Germany’s Foreign Minister Annalena Baerbock says Berlin will not alter the plan to send weapons and humanitarian assistance to Ukraine although the country is facing an energy crisis amid a reduction in Russian supplies to Europe.
In an unannounced visit to Kiev on Saturday, Baerbock said Berlin will "stand by Ukraine for as long as necessary."
"We will continue to stand by Ukraine as long as it takes — with the delivery of weapons, as well as humanitarian and financial support."
This is Baerbock's second visit to Kiev since the war in Ukraine began on February 24, when President Vladimir Putin of Russia declared the campaign in Ukraine to “demilitarize” the eastern region of Donbas. Ever since, the United States and its NATO allies have unleashed sanctions on Moscow and supplied heavy weaponry to Kiev.
Russia, in response, halted supplies through the Nord Stream 1 natural gas pipeline to Europe.
Western governments, not least the European countries, have been experiencing a worsening energy crisis. Germany, along with other European Union countries, is scrambling to support homes and industries burdened by a further surge in energy prices.
"It's clear to me, Putin is banking on us growing tired of sympathizing with Ukraine's suffering," the German minister said. "He believes he can divide our societies with lies and blackmail them with energy supplies. And, that he can drain us of the energy to defend ourselves against this brutal attack on all of our values."
But Putin's calculation was wrong, she said. "Because all of Europe knows that Ukraine is defending our peaceful order."

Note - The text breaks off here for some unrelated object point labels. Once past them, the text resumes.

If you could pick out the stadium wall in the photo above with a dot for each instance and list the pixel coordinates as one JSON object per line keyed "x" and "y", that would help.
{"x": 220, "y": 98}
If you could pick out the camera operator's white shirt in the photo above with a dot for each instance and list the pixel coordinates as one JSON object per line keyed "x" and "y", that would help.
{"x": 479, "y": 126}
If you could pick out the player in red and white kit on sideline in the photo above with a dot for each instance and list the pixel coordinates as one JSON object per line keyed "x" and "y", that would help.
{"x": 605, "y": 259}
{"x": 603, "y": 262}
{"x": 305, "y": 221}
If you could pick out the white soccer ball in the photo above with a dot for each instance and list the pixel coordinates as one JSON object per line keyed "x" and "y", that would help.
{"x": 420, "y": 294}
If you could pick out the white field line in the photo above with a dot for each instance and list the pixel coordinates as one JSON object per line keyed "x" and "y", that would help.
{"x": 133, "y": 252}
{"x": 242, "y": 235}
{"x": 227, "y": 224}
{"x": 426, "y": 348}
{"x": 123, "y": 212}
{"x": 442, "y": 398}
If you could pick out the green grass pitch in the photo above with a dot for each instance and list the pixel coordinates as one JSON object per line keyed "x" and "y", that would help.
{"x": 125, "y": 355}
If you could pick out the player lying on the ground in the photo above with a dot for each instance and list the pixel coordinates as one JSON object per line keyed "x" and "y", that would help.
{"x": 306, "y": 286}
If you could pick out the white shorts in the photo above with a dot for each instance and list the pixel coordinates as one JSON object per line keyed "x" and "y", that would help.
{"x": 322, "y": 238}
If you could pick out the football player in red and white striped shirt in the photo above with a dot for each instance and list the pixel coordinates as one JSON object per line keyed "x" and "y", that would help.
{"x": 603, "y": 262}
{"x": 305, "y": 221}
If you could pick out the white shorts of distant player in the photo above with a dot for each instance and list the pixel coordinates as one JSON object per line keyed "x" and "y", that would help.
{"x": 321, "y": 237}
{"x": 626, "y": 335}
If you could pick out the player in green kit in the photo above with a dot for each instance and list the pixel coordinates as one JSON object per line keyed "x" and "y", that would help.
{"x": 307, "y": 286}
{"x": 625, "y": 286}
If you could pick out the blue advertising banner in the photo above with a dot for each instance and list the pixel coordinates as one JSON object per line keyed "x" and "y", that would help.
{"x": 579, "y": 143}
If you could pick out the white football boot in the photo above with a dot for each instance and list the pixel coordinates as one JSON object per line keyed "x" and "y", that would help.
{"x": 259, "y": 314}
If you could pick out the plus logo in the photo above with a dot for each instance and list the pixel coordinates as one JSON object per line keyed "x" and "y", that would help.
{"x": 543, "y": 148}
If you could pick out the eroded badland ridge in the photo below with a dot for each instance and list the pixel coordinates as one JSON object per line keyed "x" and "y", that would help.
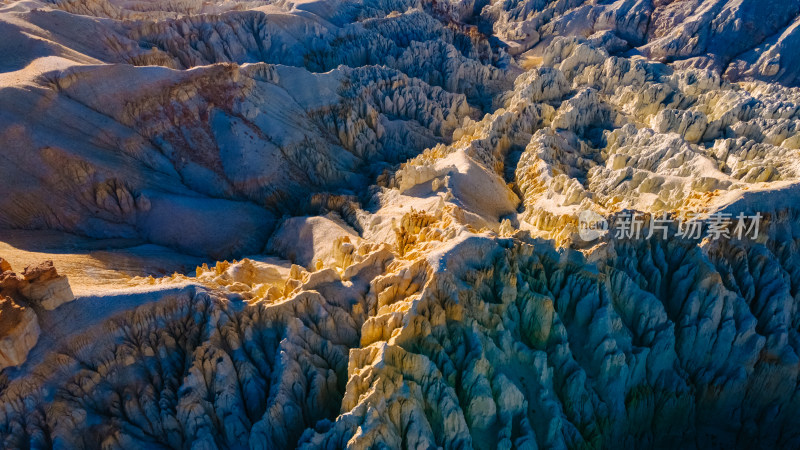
{"x": 386, "y": 203}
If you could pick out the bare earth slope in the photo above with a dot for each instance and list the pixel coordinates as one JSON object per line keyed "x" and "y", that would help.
{"x": 383, "y": 201}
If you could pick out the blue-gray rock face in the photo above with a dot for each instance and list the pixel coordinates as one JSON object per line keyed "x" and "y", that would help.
{"x": 410, "y": 181}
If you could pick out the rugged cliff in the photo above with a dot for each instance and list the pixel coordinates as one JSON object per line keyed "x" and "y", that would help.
{"x": 391, "y": 198}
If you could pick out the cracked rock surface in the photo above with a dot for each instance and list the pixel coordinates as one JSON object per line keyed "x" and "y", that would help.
{"x": 357, "y": 223}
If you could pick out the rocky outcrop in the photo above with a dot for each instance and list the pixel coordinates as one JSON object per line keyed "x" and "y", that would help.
{"x": 411, "y": 203}
{"x": 44, "y": 287}
{"x": 19, "y": 331}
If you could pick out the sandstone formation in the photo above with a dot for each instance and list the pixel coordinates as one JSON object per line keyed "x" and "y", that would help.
{"x": 389, "y": 198}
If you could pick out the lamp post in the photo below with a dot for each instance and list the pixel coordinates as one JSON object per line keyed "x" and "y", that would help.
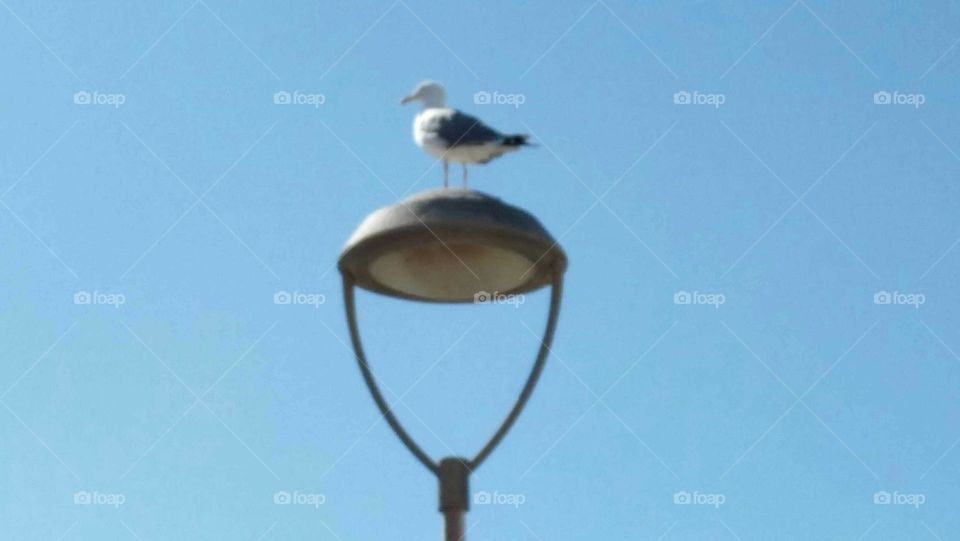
{"x": 449, "y": 246}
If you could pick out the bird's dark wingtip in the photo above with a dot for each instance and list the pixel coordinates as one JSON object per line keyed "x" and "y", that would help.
{"x": 517, "y": 141}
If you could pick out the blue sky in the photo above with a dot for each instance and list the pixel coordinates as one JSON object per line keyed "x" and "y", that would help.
{"x": 791, "y": 166}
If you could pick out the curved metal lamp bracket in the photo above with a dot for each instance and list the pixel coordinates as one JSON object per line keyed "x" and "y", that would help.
{"x": 385, "y": 408}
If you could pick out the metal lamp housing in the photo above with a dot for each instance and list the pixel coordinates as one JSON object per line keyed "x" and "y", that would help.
{"x": 450, "y": 245}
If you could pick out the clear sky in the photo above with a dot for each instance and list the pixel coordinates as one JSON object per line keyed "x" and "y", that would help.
{"x": 154, "y": 198}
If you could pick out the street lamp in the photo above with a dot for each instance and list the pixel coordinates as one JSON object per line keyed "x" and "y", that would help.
{"x": 451, "y": 246}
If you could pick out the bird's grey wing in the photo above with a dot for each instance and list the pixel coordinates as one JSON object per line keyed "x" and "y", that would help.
{"x": 459, "y": 128}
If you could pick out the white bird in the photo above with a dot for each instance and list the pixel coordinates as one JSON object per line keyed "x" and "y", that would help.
{"x": 452, "y": 136}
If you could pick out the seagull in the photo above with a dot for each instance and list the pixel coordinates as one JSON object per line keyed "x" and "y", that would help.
{"x": 452, "y": 136}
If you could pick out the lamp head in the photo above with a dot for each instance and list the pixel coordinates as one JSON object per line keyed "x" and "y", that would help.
{"x": 448, "y": 246}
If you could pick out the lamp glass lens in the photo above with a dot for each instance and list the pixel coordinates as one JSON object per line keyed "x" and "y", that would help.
{"x": 451, "y": 271}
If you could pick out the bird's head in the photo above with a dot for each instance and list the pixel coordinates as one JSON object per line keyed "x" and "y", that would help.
{"x": 429, "y": 92}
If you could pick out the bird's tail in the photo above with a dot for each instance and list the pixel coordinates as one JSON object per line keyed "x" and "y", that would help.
{"x": 516, "y": 141}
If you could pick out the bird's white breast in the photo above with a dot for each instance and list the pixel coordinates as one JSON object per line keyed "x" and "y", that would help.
{"x": 428, "y": 140}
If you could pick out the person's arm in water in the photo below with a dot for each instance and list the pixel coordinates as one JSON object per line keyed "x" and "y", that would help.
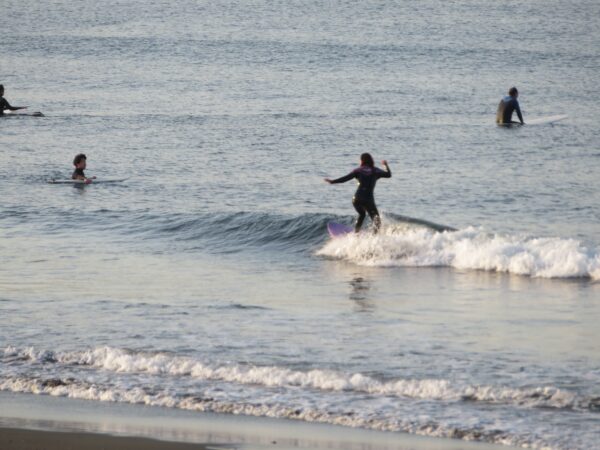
{"x": 342, "y": 179}
{"x": 387, "y": 173}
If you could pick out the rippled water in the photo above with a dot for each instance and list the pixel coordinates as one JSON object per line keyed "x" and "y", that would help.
{"x": 206, "y": 281}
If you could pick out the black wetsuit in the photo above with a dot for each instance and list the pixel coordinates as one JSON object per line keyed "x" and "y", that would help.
{"x": 5, "y": 105}
{"x": 364, "y": 200}
{"x": 505, "y": 109}
{"x": 77, "y": 173}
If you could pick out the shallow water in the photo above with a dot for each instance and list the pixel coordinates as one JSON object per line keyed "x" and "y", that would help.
{"x": 207, "y": 281}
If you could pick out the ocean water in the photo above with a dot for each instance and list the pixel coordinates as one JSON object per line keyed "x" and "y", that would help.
{"x": 207, "y": 281}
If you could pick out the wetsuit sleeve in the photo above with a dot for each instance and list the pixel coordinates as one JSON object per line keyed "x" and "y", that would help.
{"x": 518, "y": 109}
{"x": 344, "y": 178}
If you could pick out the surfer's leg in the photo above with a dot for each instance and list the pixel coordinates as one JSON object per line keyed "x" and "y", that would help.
{"x": 374, "y": 215}
{"x": 361, "y": 215}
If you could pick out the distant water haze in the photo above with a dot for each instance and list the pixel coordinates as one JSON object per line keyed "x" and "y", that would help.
{"x": 207, "y": 280}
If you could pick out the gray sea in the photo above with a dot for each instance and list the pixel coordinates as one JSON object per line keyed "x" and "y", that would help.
{"x": 207, "y": 280}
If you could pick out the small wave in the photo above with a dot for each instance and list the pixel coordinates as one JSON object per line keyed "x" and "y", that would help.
{"x": 470, "y": 248}
{"x": 127, "y": 361}
{"x": 421, "y": 426}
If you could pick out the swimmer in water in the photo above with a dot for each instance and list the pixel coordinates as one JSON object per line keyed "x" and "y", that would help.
{"x": 507, "y": 106}
{"x": 4, "y": 105}
{"x": 80, "y": 162}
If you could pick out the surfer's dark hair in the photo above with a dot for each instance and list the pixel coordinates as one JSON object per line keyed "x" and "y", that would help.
{"x": 78, "y": 159}
{"x": 366, "y": 160}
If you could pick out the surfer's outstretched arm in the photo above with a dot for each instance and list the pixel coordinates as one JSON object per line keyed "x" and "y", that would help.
{"x": 343, "y": 179}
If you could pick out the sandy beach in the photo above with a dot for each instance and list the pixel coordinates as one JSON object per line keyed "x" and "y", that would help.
{"x": 32, "y": 422}
{"x": 21, "y": 439}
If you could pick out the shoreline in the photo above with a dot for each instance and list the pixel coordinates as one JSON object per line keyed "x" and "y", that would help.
{"x": 30, "y": 421}
{"x": 27, "y": 439}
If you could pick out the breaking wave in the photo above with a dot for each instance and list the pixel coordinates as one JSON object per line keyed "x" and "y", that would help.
{"x": 125, "y": 361}
{"x": 470, "y": 248}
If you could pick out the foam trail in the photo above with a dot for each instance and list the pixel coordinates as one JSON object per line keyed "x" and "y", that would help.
{"x": 86, "y": 391}
{"x": 125, "y": 361}
{"x": 470, "y": 248}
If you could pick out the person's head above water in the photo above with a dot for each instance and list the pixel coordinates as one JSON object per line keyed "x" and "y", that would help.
{"x": 79, "y": 161}
{"x": 366, "y": 160}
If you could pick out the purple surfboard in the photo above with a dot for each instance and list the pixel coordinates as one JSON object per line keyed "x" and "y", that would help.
{"x": 337, "y": 229}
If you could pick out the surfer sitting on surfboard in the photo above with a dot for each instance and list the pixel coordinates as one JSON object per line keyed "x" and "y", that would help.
{"x": 507, "y": 106}
{"x": 79, "y": 163}
{"x": 5, "y": 105}
{"x": 364, "y": 202}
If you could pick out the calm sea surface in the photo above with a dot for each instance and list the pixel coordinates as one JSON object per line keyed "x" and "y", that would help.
{"x": 207, "y": 281}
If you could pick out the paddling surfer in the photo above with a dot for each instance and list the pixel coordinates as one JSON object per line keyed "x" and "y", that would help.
{"x": 80, "y": 163}
{"x": 4, "y": 103}
{"x": 364, "y": 201}
{"x": 507, "y": 106}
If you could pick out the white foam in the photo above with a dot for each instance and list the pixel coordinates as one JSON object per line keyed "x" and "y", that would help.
{"x": 417, "y": 425}
{"x": 470, "y": 248}
{"x": 124, "y": 361}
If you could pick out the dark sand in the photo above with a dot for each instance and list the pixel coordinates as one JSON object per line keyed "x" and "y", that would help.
{"x": 20, "y": 439}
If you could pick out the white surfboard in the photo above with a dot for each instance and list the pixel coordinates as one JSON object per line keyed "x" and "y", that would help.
{"x": 20, "y": 113}
{"x": 98, "y": 181}
{"x": 538, "y": 121}
{"x": 546, "y": 120}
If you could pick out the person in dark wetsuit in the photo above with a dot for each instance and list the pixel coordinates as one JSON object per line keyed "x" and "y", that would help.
{"x": 507, "y": 106}
{"x": 5, "y": 105}
{"x": 80, "y": 163}
{"x": 364, "y": 201}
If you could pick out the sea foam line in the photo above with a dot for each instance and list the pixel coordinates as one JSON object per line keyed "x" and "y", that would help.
{"x": 426, "y": 427}
{"x": 125, "y": 361}
{"x": 470, "y": 248}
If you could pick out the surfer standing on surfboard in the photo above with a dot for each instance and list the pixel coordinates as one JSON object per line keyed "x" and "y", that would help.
{"x": 5, "y": 105}
{"x": 80, "y": 162}
{"x": 364, "y": 202}
{"x": 507, "y": 106}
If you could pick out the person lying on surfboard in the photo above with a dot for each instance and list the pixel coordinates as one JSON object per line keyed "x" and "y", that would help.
{"x": 507, "y": 106}
{"x": 364, "y": 201}
{"x": 5, "y": 105}
{"x": 79, "y": 162}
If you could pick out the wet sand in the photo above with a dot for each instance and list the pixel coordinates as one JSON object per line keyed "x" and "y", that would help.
{"x": 21, "y": 439}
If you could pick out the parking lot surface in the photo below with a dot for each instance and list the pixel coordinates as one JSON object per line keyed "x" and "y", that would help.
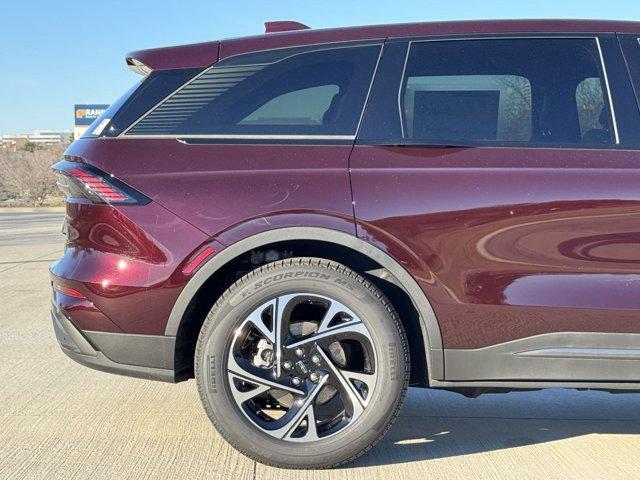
{"x": 61, "y": 420}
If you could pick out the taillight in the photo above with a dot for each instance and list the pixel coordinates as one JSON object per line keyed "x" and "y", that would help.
{"x": 79, "y": 180}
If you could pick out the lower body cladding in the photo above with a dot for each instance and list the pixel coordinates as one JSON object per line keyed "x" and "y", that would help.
{"x": 142, "y": 356}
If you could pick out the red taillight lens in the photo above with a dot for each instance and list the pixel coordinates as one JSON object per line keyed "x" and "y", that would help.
{"x": 197, "y": 261}
{"x": 69, "y": 291}
{"x": 85, "y": 181}
{"x": 97, "y": 185}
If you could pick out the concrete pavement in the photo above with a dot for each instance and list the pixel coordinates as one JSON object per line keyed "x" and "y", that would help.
{"x": 61, "y": 420}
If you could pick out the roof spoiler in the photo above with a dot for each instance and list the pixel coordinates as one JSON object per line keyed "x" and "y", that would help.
{"x": 284, "y": 26}
{"x": 136, "y": 66}
{"x": 197, "y": 55}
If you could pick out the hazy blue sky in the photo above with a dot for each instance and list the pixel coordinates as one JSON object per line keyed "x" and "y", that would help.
{"x": 55, "y": 54}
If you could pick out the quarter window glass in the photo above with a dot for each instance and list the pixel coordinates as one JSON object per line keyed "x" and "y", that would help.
{"x": 590, "y": 101}
{"x": 308, "y": 106}
{"x": 504, "y": 91}
{"x": 497, "y": 107}
{"x": 314, "y": 93}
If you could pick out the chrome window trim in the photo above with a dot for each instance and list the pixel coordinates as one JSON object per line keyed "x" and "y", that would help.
{"x": 330, "y": 46}
{"x": 612, "y": 112}
{"x": 511, "y": 37}
{"x": 182, "y": 138}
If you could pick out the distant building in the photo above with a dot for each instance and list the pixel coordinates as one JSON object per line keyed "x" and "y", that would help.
{"x": 84, "y": 115}
{"x": 39, "y": 137}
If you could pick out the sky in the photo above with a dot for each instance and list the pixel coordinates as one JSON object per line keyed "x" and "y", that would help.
{"x": 56, "y": 54}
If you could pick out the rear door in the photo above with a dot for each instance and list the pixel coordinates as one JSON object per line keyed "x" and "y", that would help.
{"x": 504, "y": 174}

"Putin is banking on us tiring of our compassion for Ukraine's suffering."
"This plan will not and must not work out because all of Europe knows that Ukraine is defending our peace and security order."
Earlier this week, German Chancellor Olaf Scholz promised to continue supporting Ukraine as he spoke to Ukrainian President Volodymyr Zelensky.
Scholz made the remarks following reports that he had rejected Kiev's request for state-of-the-art Leopard 2 tanks during Ukrainian Prime Minister Denys Shmyhal's visit to Berlin last weekend. Shmyha asked Berlin to provide more weapons, including battle tanks, for Kiev.
The Bild newspaper reported Germany would not grant a separate Ukrainian request for troop-transport vehicles given that they were needed for the country's own military.
Germany has so far offered substantial support to Ukraine, sending billions of dollars in military aid and heavy weaponry. The country is the fourth largest donor to Ukraine, behind the US, Britain, and Poland.